We had finally arrived at the spring camp of the Tsaatan, reindeer people, of the eastern Taiga. They’re really Tuvans, and most of the Tuvan people live across the border in Russia. They speak Tuvan among themselves, and Mongolian with outsiders. This camp has 22 families and about 250 people. And I don’t know how many reindeer, plus a few horses. If you want to learn more about Tuvans, there’s a great documentary movie, Genghis Blues, about an American bluesman who won a throat-singing contest in Tuva. If you wonder what throat singing is, see the movie!
The reindeer are lovely, gentle animals. Kids ride them around the camp. Wherever we are, we can hear them gently snorting. Two days after we leave the camp, the whole village will move over the next mountain pass to their summer camp, even farther away from the valley with its villages. They have to keep the reindeer at a high elevation where it’s cool, and where there won’t be too many flies. People tell us reindeer can’t stand flies.
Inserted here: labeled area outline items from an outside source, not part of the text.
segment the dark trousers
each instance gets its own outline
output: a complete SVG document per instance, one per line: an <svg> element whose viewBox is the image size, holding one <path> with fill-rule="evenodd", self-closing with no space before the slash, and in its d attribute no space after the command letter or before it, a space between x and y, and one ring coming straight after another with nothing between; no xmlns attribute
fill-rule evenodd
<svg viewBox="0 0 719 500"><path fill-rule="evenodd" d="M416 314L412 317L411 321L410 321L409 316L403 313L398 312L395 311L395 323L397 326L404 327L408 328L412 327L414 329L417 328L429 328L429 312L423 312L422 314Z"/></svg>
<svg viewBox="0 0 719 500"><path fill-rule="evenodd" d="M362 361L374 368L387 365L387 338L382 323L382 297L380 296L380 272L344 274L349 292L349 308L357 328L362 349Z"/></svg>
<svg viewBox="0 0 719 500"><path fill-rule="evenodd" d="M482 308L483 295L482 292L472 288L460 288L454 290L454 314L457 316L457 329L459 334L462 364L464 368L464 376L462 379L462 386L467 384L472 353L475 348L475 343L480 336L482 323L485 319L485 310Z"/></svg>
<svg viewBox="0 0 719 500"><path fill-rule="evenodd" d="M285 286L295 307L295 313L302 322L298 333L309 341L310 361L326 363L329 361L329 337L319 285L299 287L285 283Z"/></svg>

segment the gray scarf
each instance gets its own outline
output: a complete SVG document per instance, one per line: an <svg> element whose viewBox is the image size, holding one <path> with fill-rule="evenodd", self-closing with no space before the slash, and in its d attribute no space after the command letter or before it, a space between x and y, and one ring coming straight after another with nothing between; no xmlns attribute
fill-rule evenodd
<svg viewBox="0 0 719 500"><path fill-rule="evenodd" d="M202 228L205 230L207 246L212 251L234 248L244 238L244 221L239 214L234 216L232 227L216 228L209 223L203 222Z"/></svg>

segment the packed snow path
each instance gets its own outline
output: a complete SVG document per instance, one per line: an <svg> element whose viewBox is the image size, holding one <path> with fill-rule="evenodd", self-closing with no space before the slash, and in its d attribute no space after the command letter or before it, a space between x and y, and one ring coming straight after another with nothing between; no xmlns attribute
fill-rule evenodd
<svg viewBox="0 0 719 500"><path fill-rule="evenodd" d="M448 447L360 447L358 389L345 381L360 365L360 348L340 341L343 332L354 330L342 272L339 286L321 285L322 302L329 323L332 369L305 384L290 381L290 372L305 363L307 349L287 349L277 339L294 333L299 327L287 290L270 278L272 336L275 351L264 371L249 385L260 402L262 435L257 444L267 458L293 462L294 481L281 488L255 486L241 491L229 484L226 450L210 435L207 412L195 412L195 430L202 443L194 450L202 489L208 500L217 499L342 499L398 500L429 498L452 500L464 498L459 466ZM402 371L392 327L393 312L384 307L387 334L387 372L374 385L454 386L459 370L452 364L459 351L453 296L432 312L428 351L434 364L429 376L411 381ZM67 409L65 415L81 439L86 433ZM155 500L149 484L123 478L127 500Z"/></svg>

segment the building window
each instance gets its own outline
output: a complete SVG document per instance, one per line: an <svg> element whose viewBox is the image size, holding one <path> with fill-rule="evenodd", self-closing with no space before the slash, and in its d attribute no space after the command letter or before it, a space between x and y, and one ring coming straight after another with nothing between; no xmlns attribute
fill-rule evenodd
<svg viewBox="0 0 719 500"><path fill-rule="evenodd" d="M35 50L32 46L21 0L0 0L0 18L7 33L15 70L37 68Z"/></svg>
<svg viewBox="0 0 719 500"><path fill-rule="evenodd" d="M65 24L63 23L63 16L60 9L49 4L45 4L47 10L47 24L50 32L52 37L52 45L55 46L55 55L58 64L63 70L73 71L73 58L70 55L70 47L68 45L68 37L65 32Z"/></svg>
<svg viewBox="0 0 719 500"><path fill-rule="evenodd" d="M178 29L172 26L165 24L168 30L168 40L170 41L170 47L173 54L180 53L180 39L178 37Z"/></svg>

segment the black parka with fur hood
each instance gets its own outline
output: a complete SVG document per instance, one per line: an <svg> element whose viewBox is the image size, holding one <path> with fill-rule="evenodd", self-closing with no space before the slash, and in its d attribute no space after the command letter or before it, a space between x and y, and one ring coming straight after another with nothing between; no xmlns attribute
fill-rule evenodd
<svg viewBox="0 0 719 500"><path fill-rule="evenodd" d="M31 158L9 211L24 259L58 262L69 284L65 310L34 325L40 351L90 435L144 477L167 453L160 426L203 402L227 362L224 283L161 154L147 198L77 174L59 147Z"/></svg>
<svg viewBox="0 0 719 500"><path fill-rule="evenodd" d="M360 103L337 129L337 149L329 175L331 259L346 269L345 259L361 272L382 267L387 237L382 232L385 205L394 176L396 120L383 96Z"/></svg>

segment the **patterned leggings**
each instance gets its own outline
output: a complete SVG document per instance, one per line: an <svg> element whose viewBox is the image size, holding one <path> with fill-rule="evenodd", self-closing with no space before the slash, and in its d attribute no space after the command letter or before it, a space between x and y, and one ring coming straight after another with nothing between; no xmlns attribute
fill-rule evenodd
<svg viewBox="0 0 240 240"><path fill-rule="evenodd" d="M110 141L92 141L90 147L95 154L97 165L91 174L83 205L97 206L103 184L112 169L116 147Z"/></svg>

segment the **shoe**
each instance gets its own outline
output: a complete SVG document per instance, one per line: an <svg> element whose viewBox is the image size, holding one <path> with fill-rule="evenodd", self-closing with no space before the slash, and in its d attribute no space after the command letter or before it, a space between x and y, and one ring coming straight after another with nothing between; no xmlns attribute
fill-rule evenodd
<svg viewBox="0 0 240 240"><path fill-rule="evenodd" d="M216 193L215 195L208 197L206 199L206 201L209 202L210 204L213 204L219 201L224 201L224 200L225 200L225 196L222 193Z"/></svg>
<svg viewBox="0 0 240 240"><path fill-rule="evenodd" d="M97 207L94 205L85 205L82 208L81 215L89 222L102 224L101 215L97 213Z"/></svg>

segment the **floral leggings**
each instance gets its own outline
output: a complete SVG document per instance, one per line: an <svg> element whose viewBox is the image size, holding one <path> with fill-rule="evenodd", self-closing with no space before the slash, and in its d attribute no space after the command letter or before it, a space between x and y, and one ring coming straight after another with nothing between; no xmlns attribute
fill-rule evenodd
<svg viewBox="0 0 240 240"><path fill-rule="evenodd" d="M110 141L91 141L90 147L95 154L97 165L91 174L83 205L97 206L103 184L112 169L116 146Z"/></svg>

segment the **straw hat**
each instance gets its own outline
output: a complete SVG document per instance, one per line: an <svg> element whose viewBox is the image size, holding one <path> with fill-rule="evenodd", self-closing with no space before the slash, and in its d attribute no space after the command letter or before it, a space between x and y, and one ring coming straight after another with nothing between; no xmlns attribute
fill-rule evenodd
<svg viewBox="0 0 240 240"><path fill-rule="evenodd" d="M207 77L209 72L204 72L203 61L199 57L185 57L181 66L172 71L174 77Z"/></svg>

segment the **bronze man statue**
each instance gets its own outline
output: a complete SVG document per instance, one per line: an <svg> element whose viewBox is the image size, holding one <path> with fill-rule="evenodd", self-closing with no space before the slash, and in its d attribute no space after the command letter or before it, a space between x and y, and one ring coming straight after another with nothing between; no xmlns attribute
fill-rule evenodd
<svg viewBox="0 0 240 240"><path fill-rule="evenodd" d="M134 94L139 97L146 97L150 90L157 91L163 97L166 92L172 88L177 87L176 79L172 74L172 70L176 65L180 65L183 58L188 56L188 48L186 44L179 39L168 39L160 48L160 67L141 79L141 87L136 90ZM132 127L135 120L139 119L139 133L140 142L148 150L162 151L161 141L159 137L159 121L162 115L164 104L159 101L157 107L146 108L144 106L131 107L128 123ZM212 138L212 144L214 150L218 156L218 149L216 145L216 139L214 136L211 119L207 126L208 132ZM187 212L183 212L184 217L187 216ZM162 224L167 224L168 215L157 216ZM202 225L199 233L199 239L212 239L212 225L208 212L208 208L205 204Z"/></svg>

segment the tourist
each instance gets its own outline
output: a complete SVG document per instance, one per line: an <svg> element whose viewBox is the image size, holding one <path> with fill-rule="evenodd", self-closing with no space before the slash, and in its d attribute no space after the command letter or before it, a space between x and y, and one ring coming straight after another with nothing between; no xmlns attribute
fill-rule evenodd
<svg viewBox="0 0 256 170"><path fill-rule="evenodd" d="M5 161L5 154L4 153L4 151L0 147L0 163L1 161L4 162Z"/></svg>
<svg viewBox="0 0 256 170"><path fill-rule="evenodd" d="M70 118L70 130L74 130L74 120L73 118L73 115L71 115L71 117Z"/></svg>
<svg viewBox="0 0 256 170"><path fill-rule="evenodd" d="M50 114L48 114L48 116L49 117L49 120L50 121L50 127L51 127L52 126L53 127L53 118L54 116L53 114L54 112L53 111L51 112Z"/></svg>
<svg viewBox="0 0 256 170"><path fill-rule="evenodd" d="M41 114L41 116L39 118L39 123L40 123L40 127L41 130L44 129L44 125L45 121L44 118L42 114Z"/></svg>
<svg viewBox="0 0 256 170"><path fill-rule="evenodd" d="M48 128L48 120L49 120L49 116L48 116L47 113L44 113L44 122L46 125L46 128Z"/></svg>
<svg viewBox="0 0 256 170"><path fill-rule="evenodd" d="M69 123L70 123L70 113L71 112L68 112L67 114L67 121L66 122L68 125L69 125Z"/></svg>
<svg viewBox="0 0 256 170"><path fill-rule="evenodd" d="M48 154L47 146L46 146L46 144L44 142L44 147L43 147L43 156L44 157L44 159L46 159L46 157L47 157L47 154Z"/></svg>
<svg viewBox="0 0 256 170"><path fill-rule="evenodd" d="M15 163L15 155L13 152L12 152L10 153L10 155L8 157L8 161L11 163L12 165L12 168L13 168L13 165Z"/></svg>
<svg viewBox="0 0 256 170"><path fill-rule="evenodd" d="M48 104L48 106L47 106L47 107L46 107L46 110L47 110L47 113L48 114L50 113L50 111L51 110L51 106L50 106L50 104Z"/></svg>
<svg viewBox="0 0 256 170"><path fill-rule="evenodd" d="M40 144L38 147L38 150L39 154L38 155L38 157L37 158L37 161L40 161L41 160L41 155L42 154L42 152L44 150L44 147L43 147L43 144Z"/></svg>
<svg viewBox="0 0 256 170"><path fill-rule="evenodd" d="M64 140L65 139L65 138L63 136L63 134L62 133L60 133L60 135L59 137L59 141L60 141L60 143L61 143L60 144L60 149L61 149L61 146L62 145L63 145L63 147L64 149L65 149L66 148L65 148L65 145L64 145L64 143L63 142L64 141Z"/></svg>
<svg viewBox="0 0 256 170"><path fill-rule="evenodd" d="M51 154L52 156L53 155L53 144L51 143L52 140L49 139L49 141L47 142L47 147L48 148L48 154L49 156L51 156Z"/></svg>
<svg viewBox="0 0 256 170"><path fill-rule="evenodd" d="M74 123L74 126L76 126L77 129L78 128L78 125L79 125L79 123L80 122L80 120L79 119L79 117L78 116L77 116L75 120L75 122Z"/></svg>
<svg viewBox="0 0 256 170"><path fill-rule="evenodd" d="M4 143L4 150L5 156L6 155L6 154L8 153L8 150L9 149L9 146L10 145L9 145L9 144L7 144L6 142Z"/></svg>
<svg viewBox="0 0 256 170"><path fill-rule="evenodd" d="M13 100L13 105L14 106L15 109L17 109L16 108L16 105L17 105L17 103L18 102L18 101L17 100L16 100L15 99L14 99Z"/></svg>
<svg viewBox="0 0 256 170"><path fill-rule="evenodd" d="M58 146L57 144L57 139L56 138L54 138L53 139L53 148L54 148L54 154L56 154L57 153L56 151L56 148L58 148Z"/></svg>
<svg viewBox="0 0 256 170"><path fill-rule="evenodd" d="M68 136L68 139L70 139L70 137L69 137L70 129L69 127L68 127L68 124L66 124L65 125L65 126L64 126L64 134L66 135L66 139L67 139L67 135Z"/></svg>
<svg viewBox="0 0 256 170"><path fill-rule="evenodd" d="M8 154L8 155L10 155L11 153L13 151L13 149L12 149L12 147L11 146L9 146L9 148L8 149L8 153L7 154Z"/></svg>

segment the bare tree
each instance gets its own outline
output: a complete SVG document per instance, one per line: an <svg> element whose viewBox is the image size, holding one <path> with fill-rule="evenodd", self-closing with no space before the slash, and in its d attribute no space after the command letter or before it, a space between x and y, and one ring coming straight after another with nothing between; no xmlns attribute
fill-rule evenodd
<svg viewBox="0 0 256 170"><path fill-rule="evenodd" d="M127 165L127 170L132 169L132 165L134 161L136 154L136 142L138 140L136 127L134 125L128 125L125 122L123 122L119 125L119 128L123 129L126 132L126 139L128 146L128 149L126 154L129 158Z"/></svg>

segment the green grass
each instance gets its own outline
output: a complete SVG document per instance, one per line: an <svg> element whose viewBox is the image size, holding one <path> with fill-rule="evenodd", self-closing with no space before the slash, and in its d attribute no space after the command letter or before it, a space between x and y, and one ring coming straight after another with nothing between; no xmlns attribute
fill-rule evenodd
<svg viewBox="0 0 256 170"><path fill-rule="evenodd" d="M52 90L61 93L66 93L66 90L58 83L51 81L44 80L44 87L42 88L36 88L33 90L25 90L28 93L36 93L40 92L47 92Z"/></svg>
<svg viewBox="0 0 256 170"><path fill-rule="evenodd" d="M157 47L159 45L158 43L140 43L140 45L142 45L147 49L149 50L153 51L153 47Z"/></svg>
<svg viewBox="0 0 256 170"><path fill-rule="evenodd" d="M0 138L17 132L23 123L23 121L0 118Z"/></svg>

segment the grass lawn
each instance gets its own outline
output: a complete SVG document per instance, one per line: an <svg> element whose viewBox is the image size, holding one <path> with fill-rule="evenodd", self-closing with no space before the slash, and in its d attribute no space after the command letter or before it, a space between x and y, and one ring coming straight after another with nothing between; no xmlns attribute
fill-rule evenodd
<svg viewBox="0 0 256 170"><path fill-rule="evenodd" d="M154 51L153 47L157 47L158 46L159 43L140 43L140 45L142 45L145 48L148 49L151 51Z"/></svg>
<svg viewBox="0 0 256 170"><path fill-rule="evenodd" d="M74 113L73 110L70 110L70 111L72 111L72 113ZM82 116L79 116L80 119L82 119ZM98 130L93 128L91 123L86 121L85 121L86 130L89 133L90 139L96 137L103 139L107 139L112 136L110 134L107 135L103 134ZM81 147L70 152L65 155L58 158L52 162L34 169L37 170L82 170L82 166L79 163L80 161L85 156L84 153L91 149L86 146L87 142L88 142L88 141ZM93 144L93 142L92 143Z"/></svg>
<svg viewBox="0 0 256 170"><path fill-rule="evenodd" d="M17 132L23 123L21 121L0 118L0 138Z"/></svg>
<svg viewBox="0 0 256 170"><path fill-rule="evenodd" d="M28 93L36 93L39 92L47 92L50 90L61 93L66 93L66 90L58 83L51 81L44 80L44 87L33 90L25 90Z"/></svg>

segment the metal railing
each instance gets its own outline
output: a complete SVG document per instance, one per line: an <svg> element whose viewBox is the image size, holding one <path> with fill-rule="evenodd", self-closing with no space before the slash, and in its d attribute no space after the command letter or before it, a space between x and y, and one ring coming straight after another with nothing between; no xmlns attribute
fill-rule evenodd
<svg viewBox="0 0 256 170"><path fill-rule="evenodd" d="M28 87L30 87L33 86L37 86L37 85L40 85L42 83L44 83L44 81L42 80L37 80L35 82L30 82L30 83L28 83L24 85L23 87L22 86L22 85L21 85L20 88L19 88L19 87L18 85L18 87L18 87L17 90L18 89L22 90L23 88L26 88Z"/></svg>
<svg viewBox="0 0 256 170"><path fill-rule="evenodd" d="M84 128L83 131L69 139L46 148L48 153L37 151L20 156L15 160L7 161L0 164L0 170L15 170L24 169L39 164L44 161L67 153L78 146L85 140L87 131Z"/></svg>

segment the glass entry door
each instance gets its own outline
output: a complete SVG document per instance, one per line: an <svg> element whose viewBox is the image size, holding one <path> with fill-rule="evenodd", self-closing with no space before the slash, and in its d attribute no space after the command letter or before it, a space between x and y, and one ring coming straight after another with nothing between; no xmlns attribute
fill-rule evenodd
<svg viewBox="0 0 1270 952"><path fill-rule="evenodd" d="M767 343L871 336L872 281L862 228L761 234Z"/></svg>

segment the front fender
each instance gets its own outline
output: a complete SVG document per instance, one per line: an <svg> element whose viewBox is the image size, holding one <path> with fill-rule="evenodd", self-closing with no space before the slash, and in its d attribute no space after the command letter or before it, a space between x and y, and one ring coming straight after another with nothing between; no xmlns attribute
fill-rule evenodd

There were a lot of biting gnats along our ride in, so I can sympathize…
The first thing that happened on our arrival is that Gambat, the village shaman, brought a bunch of poles and they put together a big teepee for the three of us. It was wrapped with white canvas but in the old days they would have used bark and sometimes wild animal hides. The teepee went up so fast, with pure nomad efficiency. It has a stove in the middle, so it’s nice and warm, and they brought a pile of firewood so we can keep the fire going through the night.
Good night from the Tsaatan village in the northern mountains!